I gigged regularly with this amp for a few years but then built a smaller lighter version using the ubiquitous ICE 700ASC module that is used in many popular 800 watt class bass amps. More on that later. Before I wrap this first book up here are a few sims of the basic PEQ and HPF functionality:
IIRC the PEQ sweep range was something like 100Hz-1.5Khz, the new one is a little more extended both ways now, more like 80-2.6KHz.
More later, I burned through the whole attachment allotment for a single post now.

Yeah, that's the ticket. I'll palm off a build from many years ago as something from 2022, no one will be the wiser. Oh wait...that probably won't work out so well. OK, maybe a retrofit to an older build I finished up recently will suffice. I'm only looking to be a playa, not a winner anyway.
So back in the Stoned Ages I decided to try my hand at building a Class D bass amp using an ICEpower module I found used on Diyaudio.com. At the time you needed to be vetted as an OEM by ICE to even buy their stuff from them and they gave you pretty much no tech support if they caught a whiff of DIYer. The guy I bought it from had the right tooling to make me a cable set, which was the next hurdle. This was the 500ASP module, which has been around since the early 00s, was/is quite a bit more expensive than the newer ones, and requires a good bit of finesse to make it suitable for musical instrument builds.
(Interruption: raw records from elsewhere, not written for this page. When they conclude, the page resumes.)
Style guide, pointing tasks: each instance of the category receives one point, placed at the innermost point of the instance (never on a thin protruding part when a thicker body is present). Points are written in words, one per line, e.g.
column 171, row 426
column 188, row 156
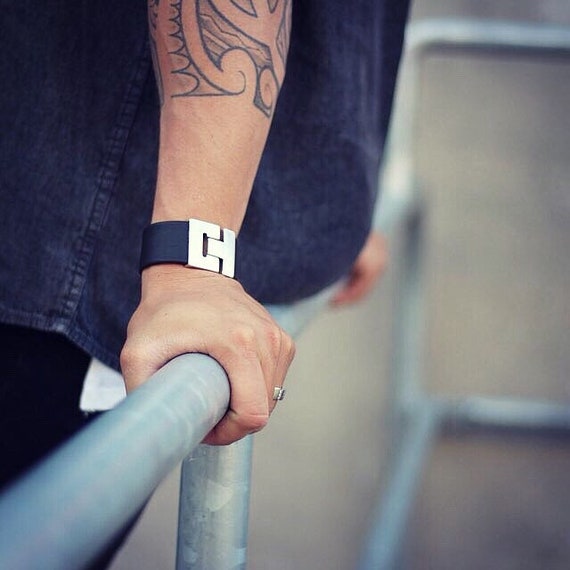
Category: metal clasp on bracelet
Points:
column 210, row 247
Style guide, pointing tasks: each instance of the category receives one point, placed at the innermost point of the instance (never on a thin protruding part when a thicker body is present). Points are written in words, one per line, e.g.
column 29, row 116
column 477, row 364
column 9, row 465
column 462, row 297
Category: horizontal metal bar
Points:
column 488, row 34
column 505, row 414
column 65, row 512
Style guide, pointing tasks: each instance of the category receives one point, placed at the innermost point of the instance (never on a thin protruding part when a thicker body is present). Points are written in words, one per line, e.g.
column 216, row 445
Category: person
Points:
column 95, row 146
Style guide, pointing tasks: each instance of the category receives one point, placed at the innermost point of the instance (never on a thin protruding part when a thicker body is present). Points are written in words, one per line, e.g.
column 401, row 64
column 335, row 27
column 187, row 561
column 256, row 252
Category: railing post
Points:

I found out later from the US rep that no one else had actually attempted this at that time. Ah well, ignorance is bliss, right?
OK, so I had a power module that had an OK aux power supply that I could run my preamp on, so obviously I decided not to use it, it only does +/-12V, isn't fused, and the audiophile crowd tended to diss it mightily. Fine, I'll buy a separate one from John Broskie's awesome TubeCad website, and then I can run just the preamp for recording or whatnot. I found an old official builder's manual for the power module on some Polish website and figured out what model of toroidal inductors I needed for RFI supression. Spitballed the necessary heatsink size for a fanless build and ordered a custom cut from HeatsinkUSA. Settled on a rack case from Modu in Italy: http://www.modu.it/. I figured on using Front Panel Express for the graphics, who I'd worked with before a few times. Their proprietary software lets you import Inkscape HPGL cutter files directly, you send them the front panel, and it comes back engraved and infilled in a couple of days, like so in the software render, which includes knob mockups:

Found some pretty nice knobs on eBay:

And some killer stepped Noble pots that were NOS Hafler amp pieces. OK, but what about the pie?
I decided on a control fomat of Bass/Mids/Treble with a Baxandall bass/mids section and a Fender-ish separate treble stack. Then a 4th order high pass filter and a one band fully parametric EQ. The first HPF/PEQ board was duff but I have fairly decent rework skills and made it work well enough for proof of concept testing. Here’s the newer set that I finally replaced the old ones with (heh) 8 years later:

Front Panel Express included glued in studs for mounting the preamp boards in a stacked arrangement:


By the time I got this far I was one day out from a big Talkbass GTG in Seattle where I was supplying amps for a friend who was hauling a car load of commercial cab prototypes up from southern Idaho, no pressure or anything. But it all worked and I showed up with it in a janky homemade rack case with the glue still drying, literally:

And a full gutshot:

There's a Jensen input transformer visible at the back just to the right of the heatsink, which is wired straight to the input of the power amp module.
I gigged regularly with this amp for a few years but then built a smaller lighter version using the ubiquitous ICE 700ASC module that is used in many popular 800 watt class bass amps. More on that later. Before I wrap this first book up here are a few sims of the basic PEQ and HPF functionality:


IIRC the PEQ sweep range was something like 100Hz-1.5Khz, the new one is a little more extended both ways now, more like 80-2.6KHz.
More later, I burned through the whole attachment allotment for a single post now.